A former superintendent of the Yelm Cemetery District is charged with first-degree theft for allegedly stealing from the district for about 10 years.
Anthony Ward’s charge, filed Friday, follows the release of a state auditor’s report last year that said Ward misused $62,000 in cemetery funds. Ward is accused of depositing cemetery district money into his personal bank account and giving himself unapproved raises, the report states.
Ward, 51, is set to be arraigned Sept. 18 in Thurston County Superior Court. He left his job about a year ago, after the auditor’s report was released, according to a woman who answered the phone at the Cemetery District. She declined further comment.
Ward’s attorney, Ken Valz, said Friday that his client “will be found innocent of all charges once the details are disclosed.”
The Yelm Cemetery District is one of two cemetery districts in Thurston County. It is paid for by revenue from the sale of cemetery lots, cemetery services, taxpayers and private donations. Each cemetery district elects a three-person nonpartisan board of commissioners. The Thurston County treasurer acts as the “bank” for the districts.
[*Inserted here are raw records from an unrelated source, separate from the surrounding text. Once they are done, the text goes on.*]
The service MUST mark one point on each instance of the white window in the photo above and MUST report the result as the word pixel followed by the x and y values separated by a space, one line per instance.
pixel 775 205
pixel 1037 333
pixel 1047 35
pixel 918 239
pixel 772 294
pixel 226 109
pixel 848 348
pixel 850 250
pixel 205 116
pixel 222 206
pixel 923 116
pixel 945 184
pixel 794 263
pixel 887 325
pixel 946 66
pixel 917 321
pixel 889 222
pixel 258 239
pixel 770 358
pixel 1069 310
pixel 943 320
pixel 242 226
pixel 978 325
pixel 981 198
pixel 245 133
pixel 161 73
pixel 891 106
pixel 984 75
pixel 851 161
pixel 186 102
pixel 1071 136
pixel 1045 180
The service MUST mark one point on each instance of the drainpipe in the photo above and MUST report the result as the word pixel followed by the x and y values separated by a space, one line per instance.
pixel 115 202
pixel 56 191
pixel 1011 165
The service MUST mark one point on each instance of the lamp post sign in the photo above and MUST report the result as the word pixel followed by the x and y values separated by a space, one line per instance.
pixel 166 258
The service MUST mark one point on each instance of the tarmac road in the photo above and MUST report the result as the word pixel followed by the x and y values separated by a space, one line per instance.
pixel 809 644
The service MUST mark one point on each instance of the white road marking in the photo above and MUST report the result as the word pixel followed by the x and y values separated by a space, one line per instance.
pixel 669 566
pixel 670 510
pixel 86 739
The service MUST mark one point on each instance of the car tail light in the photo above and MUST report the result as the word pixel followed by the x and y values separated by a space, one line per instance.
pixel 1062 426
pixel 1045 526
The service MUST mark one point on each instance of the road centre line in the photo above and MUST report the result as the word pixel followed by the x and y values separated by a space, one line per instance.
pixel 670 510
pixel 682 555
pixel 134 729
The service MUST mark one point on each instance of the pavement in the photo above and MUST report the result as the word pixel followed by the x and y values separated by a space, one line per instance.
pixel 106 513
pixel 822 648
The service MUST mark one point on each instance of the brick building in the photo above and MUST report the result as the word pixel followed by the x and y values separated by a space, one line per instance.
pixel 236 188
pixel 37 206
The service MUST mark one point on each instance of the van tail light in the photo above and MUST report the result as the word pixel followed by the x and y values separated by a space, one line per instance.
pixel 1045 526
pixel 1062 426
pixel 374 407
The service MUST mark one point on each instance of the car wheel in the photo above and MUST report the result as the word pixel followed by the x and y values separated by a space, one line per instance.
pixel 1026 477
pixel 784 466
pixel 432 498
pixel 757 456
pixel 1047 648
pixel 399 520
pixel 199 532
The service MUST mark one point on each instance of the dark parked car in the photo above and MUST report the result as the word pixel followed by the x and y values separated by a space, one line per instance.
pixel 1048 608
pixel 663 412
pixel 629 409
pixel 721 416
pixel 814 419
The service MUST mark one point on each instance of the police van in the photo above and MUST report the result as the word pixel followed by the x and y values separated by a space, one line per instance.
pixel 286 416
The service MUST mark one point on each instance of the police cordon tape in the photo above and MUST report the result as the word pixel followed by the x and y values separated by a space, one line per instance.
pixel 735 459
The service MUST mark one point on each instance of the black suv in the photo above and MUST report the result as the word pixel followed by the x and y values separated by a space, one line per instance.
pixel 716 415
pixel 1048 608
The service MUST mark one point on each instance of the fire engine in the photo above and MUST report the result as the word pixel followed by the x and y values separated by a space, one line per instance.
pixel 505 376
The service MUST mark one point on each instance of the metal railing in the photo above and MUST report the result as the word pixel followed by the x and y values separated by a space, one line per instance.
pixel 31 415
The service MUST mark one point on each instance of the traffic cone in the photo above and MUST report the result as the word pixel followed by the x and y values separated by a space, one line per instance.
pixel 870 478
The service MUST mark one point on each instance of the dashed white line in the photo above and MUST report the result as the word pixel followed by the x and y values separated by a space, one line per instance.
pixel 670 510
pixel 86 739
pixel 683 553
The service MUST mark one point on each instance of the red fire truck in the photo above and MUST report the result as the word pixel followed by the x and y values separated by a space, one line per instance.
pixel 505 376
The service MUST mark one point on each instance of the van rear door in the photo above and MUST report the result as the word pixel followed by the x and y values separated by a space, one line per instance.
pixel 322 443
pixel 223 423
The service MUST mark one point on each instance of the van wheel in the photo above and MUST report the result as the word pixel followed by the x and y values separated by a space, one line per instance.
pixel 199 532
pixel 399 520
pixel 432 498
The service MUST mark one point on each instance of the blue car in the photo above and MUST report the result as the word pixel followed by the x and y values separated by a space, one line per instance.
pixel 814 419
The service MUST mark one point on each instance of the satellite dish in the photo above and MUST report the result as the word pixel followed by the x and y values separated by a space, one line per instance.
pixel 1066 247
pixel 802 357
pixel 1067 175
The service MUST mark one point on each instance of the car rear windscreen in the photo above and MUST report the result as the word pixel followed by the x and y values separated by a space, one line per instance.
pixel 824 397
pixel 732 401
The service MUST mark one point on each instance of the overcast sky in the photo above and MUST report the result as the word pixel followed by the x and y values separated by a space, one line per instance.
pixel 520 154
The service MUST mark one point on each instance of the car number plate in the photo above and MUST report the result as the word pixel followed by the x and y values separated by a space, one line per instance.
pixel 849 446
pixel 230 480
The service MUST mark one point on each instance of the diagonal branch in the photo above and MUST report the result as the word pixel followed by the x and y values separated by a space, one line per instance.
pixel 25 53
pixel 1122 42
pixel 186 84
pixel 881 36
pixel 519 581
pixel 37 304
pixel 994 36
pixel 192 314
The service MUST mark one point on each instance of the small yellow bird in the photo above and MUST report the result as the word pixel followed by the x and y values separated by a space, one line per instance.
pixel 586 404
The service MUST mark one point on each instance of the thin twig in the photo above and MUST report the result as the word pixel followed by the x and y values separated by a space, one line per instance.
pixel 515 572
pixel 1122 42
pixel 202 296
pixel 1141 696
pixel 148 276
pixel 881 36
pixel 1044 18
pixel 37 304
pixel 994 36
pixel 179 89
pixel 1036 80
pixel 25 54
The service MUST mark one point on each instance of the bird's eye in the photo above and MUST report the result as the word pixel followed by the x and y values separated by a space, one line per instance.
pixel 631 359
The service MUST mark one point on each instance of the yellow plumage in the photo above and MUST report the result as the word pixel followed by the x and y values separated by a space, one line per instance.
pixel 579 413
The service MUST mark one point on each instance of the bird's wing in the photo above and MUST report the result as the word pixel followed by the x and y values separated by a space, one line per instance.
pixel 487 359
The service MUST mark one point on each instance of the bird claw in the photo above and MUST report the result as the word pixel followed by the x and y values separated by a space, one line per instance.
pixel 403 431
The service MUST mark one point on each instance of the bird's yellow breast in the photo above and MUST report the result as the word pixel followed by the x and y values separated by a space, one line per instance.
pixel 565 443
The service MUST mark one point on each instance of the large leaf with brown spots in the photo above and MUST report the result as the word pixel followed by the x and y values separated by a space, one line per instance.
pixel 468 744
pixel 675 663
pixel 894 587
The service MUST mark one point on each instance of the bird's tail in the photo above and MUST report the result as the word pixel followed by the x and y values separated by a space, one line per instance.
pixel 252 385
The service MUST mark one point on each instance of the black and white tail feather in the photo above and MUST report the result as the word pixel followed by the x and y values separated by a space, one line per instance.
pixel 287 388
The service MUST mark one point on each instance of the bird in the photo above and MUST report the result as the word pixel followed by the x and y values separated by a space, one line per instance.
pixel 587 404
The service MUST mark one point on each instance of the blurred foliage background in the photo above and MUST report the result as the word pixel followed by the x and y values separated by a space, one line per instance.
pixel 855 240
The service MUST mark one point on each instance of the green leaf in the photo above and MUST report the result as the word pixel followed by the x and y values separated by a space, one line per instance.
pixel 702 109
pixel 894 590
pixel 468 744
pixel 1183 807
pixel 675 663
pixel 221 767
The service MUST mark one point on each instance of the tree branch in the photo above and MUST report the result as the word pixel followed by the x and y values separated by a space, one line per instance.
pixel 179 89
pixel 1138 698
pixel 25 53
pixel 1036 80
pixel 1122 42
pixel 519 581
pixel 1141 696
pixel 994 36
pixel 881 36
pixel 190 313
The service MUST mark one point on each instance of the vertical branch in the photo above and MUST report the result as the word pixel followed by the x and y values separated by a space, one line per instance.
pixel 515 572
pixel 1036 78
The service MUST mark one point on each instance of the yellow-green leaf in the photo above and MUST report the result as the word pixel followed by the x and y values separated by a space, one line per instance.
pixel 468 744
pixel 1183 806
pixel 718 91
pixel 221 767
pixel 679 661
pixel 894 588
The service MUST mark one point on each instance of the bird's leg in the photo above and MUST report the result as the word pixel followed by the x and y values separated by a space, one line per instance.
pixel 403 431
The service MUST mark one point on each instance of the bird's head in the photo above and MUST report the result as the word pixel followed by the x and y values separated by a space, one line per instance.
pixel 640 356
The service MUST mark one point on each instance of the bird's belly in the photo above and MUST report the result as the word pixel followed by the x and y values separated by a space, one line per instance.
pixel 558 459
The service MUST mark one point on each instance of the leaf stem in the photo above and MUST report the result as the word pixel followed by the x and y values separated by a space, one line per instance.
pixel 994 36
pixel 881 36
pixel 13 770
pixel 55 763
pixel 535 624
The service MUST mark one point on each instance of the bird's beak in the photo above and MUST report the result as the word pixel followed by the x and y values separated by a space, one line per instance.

According to Ward’s charging documents:
In 2010, Yelm Cemetery recorded revenues of $181,828, with $134,512 coming from property taxes, $3,791 from interest and $43,525 from the sales of products and services, such as plots and charges for burials.
In April 2011, a resident contacted the state auditor with concerns about “a possible conflict of interest,” saying Ward was using cemetery district resources for personal use and was using public money to advertise his personal business. When the auditor inquired with the county treasurer, it learned that Ward “had deposited some of his own personal checks into the cemetery’s account with the Treasurer’s Office.”
The auditor’s office began an investigation.
An employee with the auditor’s office found that Ward kept two sets of books. There were 128 occurrences when the cemetery received no money or only a portion of what was due for products and services, totaling about $41,925 in funds lost.
The auditor also found:
Ward gave himself raises of 0.1 percent in 2009 and 2.5 percent each in 2009-11 that were not authorized by the cemetery board. The overpayments total $1,612.
Between January 2006 and May 2011, Ward paid for $17,520 in employee benefits with district funds rather than personal funds.
He used a district credit card to make purchases, then claimed the items on reimbursement requests, resulting in an overpayment of $1,010.
The auditor reported a total loss of about $62,000 to the cemetery. In charging documents, the Prosecuting Attorney’s Office notes that additional irregularities resulted in about $22,000 to $24,000 in additional losses. They weren’t considered fraud because they either were done with the board’s awareness or were later approved by the board.